樊是最先追上城市暴动发起者队伍的人,但既然要炸大桥,那么前面这几辆车上的人,他们的思想和战斗力也都是最为恐怖的。
“*** you Asian woman!”
前面那个人疯狂地喊道,整个上半身从天窗处探了出来,对准身后穷追不舍的樊一顿乱射。
但是樊丝毫不怕,左躲右躲惊险地躲了过去。
其中有一颗子弹擦着她的胳膊向后而去,划出了很长的一条口子,但她都一声不吭,反而把油门按得更猛了。
前面的人把子弹射完之后,就随手把枪往旁丢。
但这个时候,樊不仅没有骑车躲,反而故意往废枪上撞,努力用身体挡住了它的抛物线,随后再把它丢到了。

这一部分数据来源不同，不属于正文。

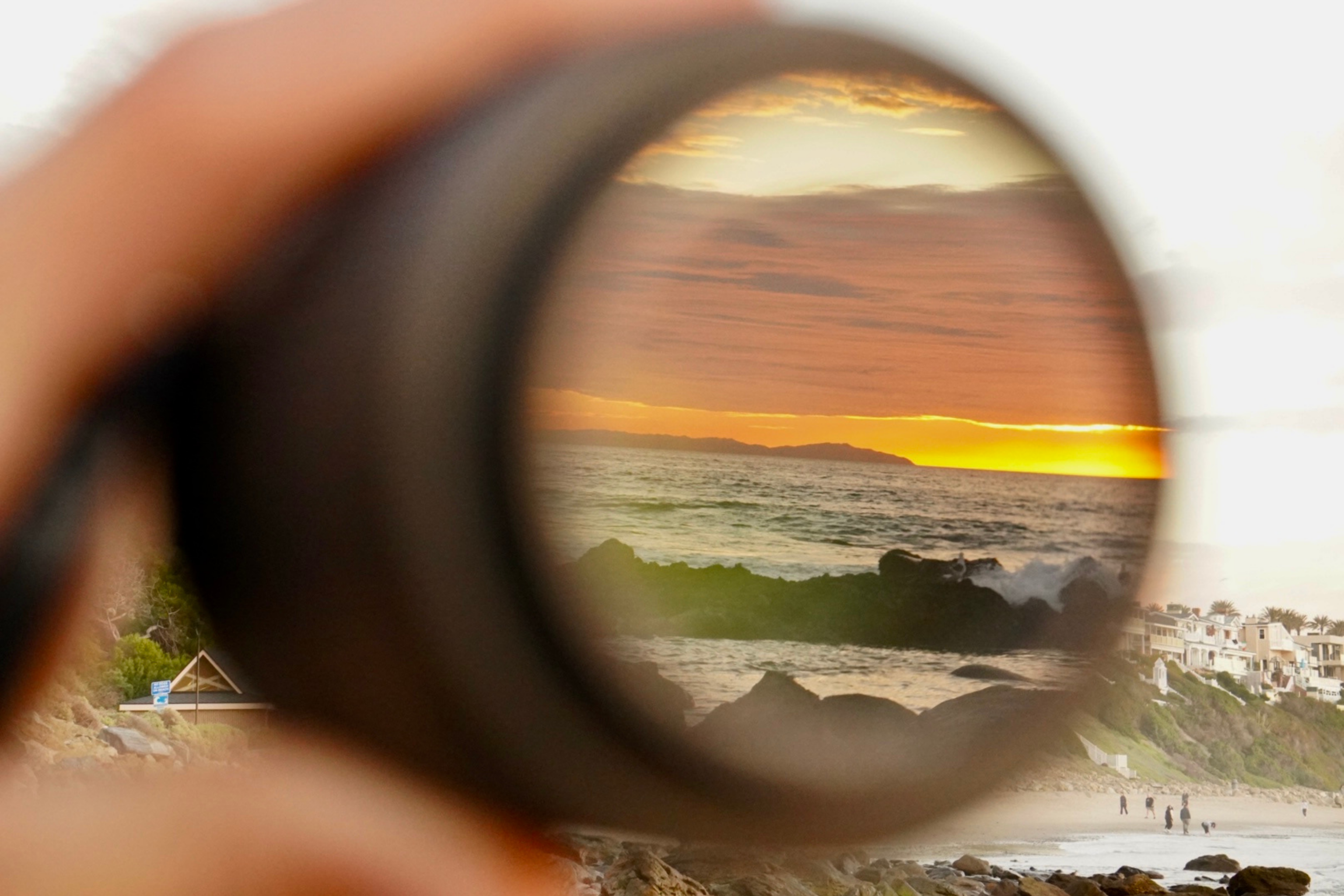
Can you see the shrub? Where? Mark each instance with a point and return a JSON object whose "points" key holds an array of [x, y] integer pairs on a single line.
{"points": [[136, 662], [1234, 687]]}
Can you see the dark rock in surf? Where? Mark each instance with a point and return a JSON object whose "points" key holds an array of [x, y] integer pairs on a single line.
{"points": [[987, 673], [1128, 884], [1076, 886], [662, 699], [1260, 880], [641, 874], [781, 723]]}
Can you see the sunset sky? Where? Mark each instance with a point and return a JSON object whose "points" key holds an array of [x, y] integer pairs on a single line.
{"points": [[881, 261]]}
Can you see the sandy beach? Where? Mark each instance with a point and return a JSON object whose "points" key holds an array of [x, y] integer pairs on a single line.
{"points": [[1086, 833]]}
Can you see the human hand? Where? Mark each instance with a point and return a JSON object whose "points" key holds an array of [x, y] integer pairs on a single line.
{"points": [[113, 242]]}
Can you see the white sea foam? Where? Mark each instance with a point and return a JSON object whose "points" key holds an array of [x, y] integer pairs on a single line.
{"points": [[1041, 579]]}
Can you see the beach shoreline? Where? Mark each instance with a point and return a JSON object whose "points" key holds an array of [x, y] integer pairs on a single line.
{"points": [[1004, 821]]}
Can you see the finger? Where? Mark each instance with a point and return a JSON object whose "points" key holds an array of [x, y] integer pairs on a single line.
{"points": [[123, 231], [307, 820]]}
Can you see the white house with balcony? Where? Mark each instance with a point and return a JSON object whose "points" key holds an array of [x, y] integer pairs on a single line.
{"points": [[1166, 636], [1214, 643], [1327, 653]]}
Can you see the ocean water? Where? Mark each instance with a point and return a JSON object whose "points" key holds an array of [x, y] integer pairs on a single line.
{"points": [[800, 518], [1318, 851]]}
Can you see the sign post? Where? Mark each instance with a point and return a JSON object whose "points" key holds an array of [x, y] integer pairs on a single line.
{"points": [[159, 690]]}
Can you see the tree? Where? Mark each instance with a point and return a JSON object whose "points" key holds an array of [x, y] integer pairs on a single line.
{"points": [[170, 613], [136, 662]]}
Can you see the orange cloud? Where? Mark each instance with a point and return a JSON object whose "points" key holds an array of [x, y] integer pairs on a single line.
{"points": [[1069, 449], [886, 94]]}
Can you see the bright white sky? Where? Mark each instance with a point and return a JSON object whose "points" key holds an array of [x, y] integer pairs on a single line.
{"points": [[1215, 133]]}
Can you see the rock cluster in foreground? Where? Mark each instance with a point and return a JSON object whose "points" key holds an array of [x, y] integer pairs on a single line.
{"points": [[605, 867]]}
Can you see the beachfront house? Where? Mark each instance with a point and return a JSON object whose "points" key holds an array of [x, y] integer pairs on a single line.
{"points": [[1134, 630], [1273, 647], [1327, 653], [1214, 644], [1166, 637], [211, 688]]}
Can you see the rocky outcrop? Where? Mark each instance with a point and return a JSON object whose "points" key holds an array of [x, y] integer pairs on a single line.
{"points": [[128, 741], [662, 699], [1032, 887], [643, 874], [1260, 880], [1076, 886], [1128, 884], [910, 602], [972, 865]]}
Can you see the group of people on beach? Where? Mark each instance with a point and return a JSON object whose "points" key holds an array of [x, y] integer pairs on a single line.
{"points": [[1169, 817]]}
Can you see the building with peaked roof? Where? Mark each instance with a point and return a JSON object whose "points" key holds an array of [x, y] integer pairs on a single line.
{"points": [[224, 695]]}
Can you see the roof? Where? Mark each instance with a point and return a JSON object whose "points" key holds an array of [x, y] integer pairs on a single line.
{"points": [[218, 673]]}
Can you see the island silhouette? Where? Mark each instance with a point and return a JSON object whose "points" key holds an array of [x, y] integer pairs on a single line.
{"points": [[818, 452]]}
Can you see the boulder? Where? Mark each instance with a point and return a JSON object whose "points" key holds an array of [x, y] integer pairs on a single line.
{"points": [[662, 699], [641, 874], [1128, 886], [1032, 887], [987, 673], [1076, 886], [909, 870], [1261, 880], [710, 863], [128, 741], [972, 865], [763, 886]]}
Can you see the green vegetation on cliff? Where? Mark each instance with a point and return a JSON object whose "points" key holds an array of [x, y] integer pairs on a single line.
{"points": [[1205, 734]]}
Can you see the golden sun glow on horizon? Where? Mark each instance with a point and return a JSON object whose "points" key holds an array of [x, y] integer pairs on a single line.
{"points": [[1062, 449]]}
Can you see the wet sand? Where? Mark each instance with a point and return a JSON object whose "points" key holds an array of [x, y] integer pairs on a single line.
{"points": [[1043, 819]]}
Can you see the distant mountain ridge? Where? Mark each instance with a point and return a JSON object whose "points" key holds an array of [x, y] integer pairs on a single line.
{"points": [[819, 452]]}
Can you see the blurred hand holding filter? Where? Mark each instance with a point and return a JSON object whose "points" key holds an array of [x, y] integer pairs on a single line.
{"points": [[749, 436]]}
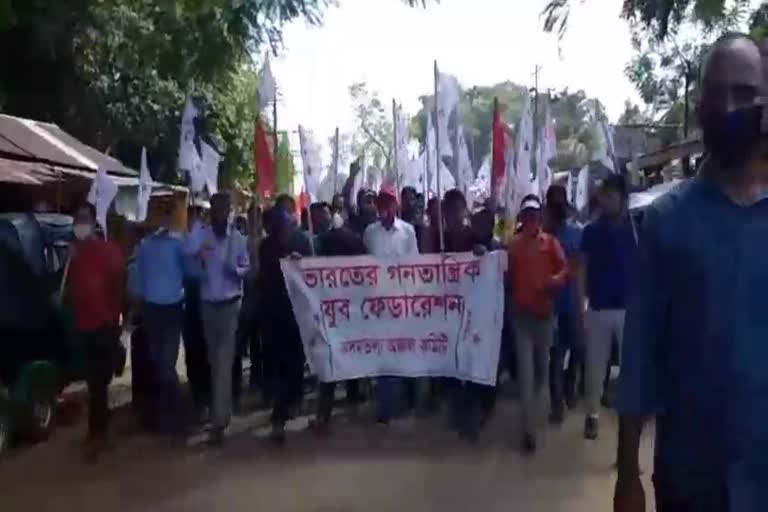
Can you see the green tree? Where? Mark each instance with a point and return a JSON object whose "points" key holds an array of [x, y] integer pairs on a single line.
{"points": [[658, 16], [115, 73], [374, 135]]}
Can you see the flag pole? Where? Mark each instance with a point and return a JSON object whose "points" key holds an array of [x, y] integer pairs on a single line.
{"points": [[395, 161], [274, 139], [336, 162], [437, 166]]}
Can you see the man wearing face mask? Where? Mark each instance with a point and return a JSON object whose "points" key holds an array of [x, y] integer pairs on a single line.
{"points": [[537, 270], [340, 240], [96, 291], [161, 270], [223, 254], [695, 356], [562, 384], [389, 237], [281, 333], [608, 249]]}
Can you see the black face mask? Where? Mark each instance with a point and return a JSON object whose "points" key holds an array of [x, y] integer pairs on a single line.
{"points": [[731, 137]]}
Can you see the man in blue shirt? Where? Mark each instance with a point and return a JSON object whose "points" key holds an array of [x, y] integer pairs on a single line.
{"points": [[160, 271], [562, 383], [695, 354], [223, 254], [608, 247]]}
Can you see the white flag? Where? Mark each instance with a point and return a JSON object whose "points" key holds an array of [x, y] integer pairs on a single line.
{"points": [[102, 193], [187, 136], [145, 188], [547, 150], [209, 164], [610, 154], [464, 173], [582, 189], [448, 95], [311, 163], [480, 189], [267, 85], [402, 165]]}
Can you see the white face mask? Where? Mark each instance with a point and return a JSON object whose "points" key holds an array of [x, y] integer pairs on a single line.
{"points": [[338, 221], [82, 231]]}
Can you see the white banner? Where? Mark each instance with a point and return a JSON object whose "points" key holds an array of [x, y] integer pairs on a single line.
{"points": [[424, 315]]}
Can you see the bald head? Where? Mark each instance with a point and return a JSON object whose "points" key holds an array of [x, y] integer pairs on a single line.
{"points": [[729, 111]]}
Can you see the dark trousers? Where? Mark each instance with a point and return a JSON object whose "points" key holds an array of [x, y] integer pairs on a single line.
{"points": [[562, 380], [328, 394], [142, 378], [163, 324], [196, 354], [671, 499], [100, 353], [288, 366]]}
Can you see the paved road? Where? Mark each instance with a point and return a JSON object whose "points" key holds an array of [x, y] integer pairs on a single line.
{"points": [[359, 467]]}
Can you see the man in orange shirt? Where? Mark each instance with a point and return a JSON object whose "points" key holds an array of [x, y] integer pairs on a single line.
{"points": [[537, 269]]}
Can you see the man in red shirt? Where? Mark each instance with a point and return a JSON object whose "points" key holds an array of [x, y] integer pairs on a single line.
{"points": [[537, 269], [95, 290]]}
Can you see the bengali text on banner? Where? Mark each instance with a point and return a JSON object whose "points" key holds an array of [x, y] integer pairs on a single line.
{"points": [[415, 316]]}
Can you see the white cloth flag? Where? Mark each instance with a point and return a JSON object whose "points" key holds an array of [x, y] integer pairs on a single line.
{"points": [[524, 147], [582, 189], [481, 187], [102, 193], [311, 163], [414, 173], [210, 167], [187, 150], [547, 151], [464, 173], [610, 155], [145, 188], [267, 85], [403, 163], [448, 95]]}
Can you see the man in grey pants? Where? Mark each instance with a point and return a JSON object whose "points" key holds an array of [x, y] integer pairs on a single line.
{"points": [[223, 253]]}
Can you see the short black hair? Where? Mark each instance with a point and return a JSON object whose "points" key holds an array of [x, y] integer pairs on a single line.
{"points": [[555, 189], [615, 182], [454, 197], [282, 199]]}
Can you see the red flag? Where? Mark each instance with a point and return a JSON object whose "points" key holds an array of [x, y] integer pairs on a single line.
{"points": [[499, 142], [262, 158]]}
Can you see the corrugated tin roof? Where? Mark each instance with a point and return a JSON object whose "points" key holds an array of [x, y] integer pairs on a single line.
{"points": [[47, 141]]}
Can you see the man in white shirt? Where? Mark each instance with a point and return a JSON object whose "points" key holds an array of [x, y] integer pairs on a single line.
{"points": [[389, 237]]}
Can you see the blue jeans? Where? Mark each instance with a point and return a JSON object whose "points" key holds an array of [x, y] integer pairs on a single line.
{"points": [[389, 397], [163, 325]]}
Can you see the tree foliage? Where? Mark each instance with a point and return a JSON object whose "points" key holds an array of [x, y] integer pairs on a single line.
{"points": [[115, 73], [658, 16]]}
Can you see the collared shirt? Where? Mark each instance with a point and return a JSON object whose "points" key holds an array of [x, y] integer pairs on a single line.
{"points": [[160, 264], [569, 237], [96, 284], [609, 249], [224, 265], [537, 268], [400, 240], [695, 349]]}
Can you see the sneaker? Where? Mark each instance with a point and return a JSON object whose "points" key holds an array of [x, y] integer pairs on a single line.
{"points": [[591, 428], [556, 417], [529, 444], [277, 435], [215, 438]]}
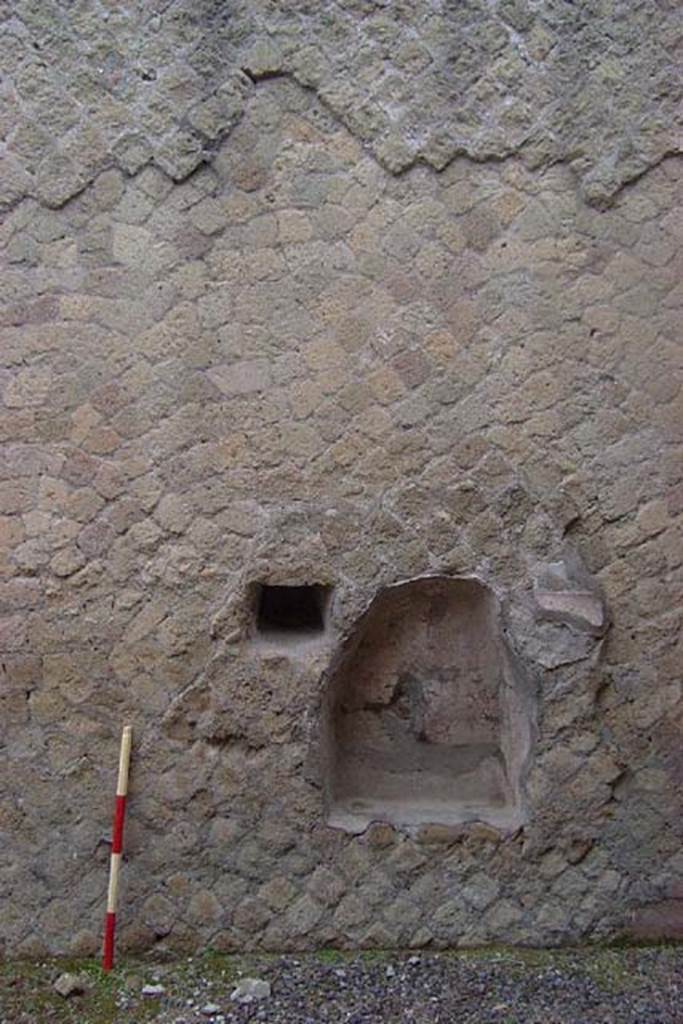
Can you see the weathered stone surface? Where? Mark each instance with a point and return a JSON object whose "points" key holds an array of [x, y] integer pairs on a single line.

因为像这种高速情况下抛出来的物体,其实速度和力量也都是非常惊人的,如果往一边丢砸伤到路人,估计也会受到重伤。
所以倒不如有自己这个抗揍的人帮忙扛下,解决不必要的隐患。
追击到现在,樊越来越从对前车这些人的同情,到变成了深刻无比的痛恨,尤其在看到他们在杀了人之后依旧狂欢般的大笑后。
每个人都有每个人的痛苦,你痛苦,难道就可以让全世界的人陪着你一起痛苦吗?
市民们何其无辜!
当然,你们确实是该愤怒,但发泄愤怒的方式不应该建立在伤害别人的基础之上。
对于这些将死并且已经犯下了许多罪恶之人,她没有丝毫的怜悯。
对准那一颗颗脑袋,她无情冷静地扣下了扳机。
从五辆车减少到三辆车,再从三辆车减少到了一辆车,这些全部都是她一个人的战果。
期间,还有受不了死亡压力的人主动弃车向她求饶,说自己只不过是被仇恨蒙蔽了双眼,而且是被大家鼓动起来的,他自己并不想做出这些疯狂的事。
而且他只剩下三个月的生命了,他求樊能够留他一命,让他好好活好这三个月。
樊有点不忍心,举起来的枪慢慢收下。
但就在这时,对面突然爆起,抽出了别在腰间的枪,抬手就要射向她。
但比她动作更快的是樊对准他心脏的一击。
那人震惊地低头,看着自己胸口处涌出的汩汩血流,软软向后倒了下去。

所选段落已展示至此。